While Trump denounces illegal immigrants, I openly identify myself as one. I used to live in Tummy, but snuck into this country without asking permission from a single government bureaucrat. It would have been useless to build a wall as I would have found a way to tunnel in. Voters should exam my record as the democratically elected dictator of Tummy; I left Tummy with a surplus of pee from the time I first took over.  

Unlike Trump, I know that the way for Republicans to win women voters is not by insulting them and resorting to cheap stereotypes. I am a total expert on manipulating women. I just need to smile and clap and they fall right in line to do my bidding. 

Speaking of women, my lack of family values is not going to cause a scandal. On the contrary, it will help me because I will be so upfront and honest about it. America, are you ready for this? I am pretty certain that there are pictures of me naked floating around the internet.
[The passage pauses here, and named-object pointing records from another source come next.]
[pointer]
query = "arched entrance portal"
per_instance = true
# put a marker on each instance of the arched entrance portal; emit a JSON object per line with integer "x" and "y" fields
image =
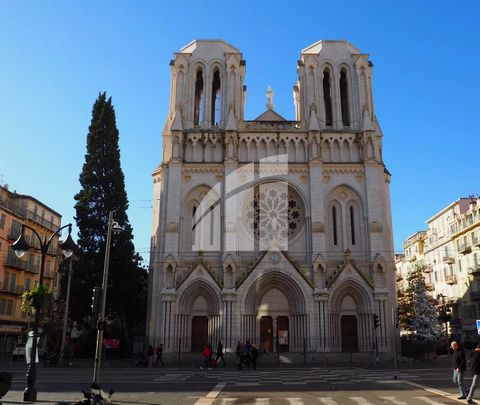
{"x": 350, "y": 318}
{"x": 275, "y": 317}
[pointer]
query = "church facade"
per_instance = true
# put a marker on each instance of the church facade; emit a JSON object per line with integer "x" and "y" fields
{"x": 272, "y": 230}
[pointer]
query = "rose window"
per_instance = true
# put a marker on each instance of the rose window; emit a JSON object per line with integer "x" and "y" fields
{"x": 273, "y": 211}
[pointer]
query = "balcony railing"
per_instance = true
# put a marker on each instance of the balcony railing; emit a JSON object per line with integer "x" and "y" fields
{"x": 14, "y": 261}
{"x": 451, "y": 279}
{"x": 475, "y": 295}
{"x": 464, "y": 248}
{"x": 12, "y": 289}
{"x": 42, "y": 221}
{"x": 474, "y": 270}
{"x": 448, "y": 259}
If reporters cannot get enough of my wee-wee, I will gladly send them more images of it. I live with a woman, who is not my wife and we have a deeply intimate relationship. This woman is married to another man, who is totally accepting of our relationship. (I am still working on tolerating him being married to my woman and do not understand what she sees in him.) 

When I debate Trump, I will open up by speaking using coherent syllables. Then, on national TV, I am going to throw down the trap challenge to change my diaper. If he refuses it will show that he does not understand the concerns of working families. If he tries to change my diaper, I will have totally shown my dominance over him and that I am really the much classier fellow. Also, I intend to pee right in his face. Afterward, I will call up my woman and her husband to the stage. Social conservatives will go wild at the sight of my totally unchristian lifestyle, particularly when I show them my tushy. What is Trump going to do, pull down his pants? He will have no choice, but acknowledge that I should be the Republican nominee to represent their supreme values of tushiness and scandalous family lives.